Adopsi ke USB-C hingga Upgrade Kamera
Apple selanjutnya baru beralih ke USB-C pada iPhone 15 pada 2023, meskipun konektor tersebut telah menjadi standar luas di perangkat elektronik lain.
Apple menyebut USB-C memberikan kemampuan transfer data hingga 10 Gbps pada iPhone 15 Pro dan memungkinkan penggunaan satu konektor untuk berbagai perangkat dalam ekosistemnya.
Kemudian pada iPhone 16, Apple membawa Apple Intelligence, Camera Control dan peningkatan kamera. Sementara pada iPhone 17, perusahaan memperkenalkan antara lain kamera depan Center Stage, ProMotion pada model reguler, serta sistem kamera belakang 48MP.
Kompetitor Lebih Agresif
Strategi para rival Apple justru menjadikan desain perangkat dan teknologi baru sebagai bagian penting dari persaingan setiap generasi.
Samsung Electronics, misalnya, sudah memasuki generasi kedelapan lini Galaxy Z Fold. Pada Juli 2026, perusahaan memperkenalkan Galaxy Z Fold8, Galaxy Z Fold8 Ultra dan Galaxy Z Flip8. Samsung juga membuat perangkat tersebut lebih tipis dan lebih lebar, sekaligus mengintegrasikan kemampuan AI. Ini artinya, ketika Apple baru bersiap memasuki pasar ponsel lipat, Samsung sudah melewati beberapa generasi pengembangan produk tersebut.
Pun dengan Huawei Technologies. Perusahaan pada September 2024 memperkenalkan Mate XT, smartphone yang dapat dilipat tiga bagian. Peluncurannya pada saat itu dilakukan hanya beberapa jam setelah Apple memperkenalkan iPhone 16.

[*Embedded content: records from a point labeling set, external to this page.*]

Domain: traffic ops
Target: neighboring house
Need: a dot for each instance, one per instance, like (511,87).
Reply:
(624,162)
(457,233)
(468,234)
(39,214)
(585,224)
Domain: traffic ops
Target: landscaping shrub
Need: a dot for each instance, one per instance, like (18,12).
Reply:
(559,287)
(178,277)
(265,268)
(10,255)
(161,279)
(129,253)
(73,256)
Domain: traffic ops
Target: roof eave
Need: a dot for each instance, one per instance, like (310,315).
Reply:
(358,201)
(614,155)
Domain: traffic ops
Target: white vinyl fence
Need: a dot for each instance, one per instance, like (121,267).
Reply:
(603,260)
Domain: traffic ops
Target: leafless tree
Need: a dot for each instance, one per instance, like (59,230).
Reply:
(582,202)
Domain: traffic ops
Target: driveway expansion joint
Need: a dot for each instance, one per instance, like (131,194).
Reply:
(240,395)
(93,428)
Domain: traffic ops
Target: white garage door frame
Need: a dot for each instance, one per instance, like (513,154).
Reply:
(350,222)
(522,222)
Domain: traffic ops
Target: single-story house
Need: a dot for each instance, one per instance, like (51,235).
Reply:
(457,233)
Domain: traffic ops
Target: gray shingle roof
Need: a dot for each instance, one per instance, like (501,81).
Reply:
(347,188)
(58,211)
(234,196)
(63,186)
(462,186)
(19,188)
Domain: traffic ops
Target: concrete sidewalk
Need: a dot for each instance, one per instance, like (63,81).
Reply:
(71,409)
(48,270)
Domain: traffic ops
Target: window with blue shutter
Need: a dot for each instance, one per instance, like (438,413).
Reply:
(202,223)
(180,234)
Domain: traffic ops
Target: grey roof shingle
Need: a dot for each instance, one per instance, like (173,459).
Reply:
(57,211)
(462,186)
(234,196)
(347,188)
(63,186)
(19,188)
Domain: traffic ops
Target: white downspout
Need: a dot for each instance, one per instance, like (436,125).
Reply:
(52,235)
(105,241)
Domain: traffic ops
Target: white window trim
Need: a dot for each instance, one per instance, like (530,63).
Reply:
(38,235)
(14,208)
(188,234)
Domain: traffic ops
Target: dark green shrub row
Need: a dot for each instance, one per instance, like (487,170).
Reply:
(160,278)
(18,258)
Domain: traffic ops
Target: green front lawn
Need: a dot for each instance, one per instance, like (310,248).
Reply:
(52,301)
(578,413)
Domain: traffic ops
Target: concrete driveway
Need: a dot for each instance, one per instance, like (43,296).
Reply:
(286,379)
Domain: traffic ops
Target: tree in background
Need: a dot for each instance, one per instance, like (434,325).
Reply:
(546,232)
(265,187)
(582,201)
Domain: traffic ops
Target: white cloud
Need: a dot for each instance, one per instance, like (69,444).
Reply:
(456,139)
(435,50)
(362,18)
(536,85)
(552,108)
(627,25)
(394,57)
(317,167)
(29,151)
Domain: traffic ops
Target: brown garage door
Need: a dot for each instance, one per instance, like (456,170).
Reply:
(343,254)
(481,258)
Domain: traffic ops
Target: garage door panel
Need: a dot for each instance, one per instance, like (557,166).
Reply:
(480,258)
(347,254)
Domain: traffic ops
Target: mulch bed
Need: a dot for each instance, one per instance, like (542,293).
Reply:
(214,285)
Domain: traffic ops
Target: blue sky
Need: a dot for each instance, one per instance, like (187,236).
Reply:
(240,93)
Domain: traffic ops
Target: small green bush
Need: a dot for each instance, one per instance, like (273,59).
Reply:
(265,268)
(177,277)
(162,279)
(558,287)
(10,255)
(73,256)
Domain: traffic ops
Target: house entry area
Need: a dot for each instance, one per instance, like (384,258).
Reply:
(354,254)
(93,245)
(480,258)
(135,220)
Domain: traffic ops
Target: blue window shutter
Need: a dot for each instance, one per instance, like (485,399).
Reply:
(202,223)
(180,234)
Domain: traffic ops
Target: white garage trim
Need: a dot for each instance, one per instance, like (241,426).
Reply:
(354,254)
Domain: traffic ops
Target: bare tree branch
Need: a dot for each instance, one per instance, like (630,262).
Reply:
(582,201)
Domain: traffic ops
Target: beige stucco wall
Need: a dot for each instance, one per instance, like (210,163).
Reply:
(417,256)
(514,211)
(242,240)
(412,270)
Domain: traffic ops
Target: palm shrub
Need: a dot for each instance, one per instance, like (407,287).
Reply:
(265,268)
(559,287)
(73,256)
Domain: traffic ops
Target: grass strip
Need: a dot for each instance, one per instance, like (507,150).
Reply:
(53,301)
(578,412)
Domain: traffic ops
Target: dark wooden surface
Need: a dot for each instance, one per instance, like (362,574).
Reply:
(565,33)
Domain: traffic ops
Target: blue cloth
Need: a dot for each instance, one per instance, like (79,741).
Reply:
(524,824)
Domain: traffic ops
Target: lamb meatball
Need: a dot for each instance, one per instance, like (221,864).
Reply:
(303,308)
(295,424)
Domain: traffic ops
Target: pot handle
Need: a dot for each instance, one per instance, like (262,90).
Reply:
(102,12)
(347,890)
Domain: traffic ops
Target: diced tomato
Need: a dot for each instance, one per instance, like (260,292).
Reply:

Huawei bahkan telah mengumpulkan jutaan pre-order untuk Mate XT sebelum peluncurannya, dengan data IDC menyebut bahwa Huawei menguasai sekitar 42% pasar smartphone foldable China pada kuartal kedua 2024. Kontras tersebut menggambarkan dua pendekatan berbeda dalam industri smartphone.
Saat kompetitor secara aktif memperkenalkan integrasi fitur AI, desain lipat terbaru, hingga kecanggihan 'jeroan' demi menunjukkan keunggulan masing-masing, Apple memilih membiarkan teknologi berkembang di pasar terlebih dahulu sebelum mengintegrasikannya ke iPhone.